Pengakuan Mabuk yang Terungkap

## Sudut Pandang Hazel

Teleponku bergetar lagi dengan nama Alistair berkedip di layar. Ini adalah panggilan ketiganya dalam satu jam terakhir. Aku memutar mataku dan menjawab, kesabaranku mulai menipis.

"Apa lagi, Alistair?" Aku menjaga suaraku tetap datar dan tidak tertarik.

"Hazel, kumohon. Acara peringatan universitas besok. Kita harus pergi bersama," dia memohon, suaranya melembut dengan cara manipulatif yang telah kupelajari untuk mengenali. "Demi kenangan lama. Demi penutupan."
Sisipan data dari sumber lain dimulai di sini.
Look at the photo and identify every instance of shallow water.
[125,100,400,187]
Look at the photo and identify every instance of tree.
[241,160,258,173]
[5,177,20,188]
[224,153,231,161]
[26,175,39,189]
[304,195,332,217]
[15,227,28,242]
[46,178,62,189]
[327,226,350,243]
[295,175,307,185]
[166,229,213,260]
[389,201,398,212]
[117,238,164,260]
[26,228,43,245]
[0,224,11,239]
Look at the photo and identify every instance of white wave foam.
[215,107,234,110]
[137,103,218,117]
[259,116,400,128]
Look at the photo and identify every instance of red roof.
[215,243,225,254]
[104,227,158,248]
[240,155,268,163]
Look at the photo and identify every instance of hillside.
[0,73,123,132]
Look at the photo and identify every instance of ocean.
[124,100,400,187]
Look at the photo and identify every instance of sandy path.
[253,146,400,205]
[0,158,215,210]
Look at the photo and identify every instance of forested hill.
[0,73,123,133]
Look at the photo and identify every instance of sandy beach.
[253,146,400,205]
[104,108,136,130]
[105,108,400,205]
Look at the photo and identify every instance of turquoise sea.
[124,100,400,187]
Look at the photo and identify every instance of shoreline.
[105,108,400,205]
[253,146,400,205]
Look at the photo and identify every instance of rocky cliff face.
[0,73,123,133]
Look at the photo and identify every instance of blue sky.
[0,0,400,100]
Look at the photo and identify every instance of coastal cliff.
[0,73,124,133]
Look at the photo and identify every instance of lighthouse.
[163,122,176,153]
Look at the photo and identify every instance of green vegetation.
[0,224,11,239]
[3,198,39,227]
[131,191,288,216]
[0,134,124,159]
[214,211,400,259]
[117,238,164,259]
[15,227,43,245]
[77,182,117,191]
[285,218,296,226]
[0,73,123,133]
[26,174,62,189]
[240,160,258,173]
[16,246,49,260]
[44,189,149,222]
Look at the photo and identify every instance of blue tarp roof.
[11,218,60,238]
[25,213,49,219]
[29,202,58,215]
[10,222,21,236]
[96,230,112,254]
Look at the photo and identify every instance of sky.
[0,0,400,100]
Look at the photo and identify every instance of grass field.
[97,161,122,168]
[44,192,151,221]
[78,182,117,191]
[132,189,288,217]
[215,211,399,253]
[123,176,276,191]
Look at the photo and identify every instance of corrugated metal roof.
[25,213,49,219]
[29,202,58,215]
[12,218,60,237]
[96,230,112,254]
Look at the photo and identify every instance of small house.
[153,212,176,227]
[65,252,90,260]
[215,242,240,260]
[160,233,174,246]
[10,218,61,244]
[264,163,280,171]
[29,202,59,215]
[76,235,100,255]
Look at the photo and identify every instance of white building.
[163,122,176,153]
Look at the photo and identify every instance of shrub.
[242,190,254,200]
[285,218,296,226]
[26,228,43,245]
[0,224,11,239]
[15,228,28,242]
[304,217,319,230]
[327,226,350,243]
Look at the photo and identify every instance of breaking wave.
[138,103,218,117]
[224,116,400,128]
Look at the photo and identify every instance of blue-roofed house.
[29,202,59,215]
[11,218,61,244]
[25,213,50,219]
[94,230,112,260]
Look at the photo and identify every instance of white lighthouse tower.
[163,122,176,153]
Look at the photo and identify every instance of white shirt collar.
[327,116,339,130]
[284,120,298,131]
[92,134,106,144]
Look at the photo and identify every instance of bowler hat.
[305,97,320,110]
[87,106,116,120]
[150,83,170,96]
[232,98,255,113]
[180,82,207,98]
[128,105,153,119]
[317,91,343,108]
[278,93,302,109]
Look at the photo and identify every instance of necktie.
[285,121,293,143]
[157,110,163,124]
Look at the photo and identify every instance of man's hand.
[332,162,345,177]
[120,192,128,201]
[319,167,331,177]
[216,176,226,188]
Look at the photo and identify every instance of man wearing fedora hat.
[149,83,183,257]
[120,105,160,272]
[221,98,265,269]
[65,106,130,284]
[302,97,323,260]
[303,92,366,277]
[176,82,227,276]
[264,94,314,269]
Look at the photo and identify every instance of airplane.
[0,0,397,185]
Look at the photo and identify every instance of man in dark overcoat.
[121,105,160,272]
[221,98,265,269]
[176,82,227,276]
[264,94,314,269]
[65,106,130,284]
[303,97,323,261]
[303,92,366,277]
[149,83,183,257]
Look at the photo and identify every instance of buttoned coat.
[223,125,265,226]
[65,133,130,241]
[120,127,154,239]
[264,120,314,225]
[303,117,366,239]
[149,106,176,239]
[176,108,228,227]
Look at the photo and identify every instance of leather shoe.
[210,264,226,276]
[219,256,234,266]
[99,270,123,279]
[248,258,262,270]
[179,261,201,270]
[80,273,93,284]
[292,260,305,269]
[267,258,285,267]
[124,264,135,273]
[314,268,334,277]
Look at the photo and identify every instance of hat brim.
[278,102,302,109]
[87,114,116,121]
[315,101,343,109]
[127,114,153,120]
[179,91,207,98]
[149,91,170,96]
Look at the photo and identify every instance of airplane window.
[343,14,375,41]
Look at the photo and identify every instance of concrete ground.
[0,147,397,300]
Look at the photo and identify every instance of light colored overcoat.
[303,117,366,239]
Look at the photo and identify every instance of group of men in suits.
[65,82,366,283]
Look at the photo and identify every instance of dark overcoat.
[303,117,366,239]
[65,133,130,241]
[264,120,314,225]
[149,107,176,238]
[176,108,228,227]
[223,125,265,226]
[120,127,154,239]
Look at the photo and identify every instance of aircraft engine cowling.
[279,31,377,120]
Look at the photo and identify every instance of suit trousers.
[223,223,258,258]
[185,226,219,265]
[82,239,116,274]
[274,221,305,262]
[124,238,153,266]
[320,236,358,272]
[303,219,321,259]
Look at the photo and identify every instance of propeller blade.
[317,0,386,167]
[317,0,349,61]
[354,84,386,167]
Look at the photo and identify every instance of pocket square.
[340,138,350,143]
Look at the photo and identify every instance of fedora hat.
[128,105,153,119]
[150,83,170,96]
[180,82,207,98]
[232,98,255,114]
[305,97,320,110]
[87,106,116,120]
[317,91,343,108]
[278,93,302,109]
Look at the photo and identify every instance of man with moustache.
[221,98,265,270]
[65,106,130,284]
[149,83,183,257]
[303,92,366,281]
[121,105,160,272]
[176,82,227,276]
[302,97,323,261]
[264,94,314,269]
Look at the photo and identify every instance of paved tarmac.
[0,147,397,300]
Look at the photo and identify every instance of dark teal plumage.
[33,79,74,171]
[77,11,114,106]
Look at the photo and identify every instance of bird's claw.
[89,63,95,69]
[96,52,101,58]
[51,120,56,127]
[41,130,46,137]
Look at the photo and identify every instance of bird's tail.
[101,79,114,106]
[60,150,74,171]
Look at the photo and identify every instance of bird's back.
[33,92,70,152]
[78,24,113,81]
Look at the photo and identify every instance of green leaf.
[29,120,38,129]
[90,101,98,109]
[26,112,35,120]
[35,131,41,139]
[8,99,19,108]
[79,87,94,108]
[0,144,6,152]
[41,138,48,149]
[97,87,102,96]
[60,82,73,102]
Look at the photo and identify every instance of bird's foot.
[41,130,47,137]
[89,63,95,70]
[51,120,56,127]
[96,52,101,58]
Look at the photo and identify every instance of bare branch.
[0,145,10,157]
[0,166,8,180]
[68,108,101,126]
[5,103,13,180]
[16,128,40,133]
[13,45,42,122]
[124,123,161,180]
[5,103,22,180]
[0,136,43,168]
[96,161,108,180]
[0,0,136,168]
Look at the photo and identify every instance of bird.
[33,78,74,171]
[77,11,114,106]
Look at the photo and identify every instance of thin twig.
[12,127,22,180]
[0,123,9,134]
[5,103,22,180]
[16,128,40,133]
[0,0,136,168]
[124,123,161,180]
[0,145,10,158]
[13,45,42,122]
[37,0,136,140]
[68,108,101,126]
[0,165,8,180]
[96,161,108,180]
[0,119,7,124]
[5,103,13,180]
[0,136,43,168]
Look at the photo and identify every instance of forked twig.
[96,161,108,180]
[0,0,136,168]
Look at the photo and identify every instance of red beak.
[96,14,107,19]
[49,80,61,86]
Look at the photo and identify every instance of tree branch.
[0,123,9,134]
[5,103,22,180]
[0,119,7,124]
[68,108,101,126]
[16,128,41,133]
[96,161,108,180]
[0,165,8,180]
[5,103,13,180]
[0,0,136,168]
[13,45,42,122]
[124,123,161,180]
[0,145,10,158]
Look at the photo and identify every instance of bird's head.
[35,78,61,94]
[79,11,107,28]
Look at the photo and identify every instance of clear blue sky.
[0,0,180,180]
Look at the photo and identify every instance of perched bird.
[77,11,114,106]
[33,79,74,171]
"Penutupan?" Aku hampir tertawa. "Kita sudah menandatangani surat cerai. Itulah semua penutupan yang kau dapatkan."

"Ada pajangan foto semua pasangan alumni," dia melanjutkan seolah aku tidak berbicara. "Foto kita dari tahun senior akan ada di sana. Orang-orang akan membicarakan kita jika kita tidak muncul bersama."

"Biarkan mereka bicara." Aku memeriksa kuku-kukuku yang baru dicat. "Aku sudah akan pergi—hanya saja tidak denganmu."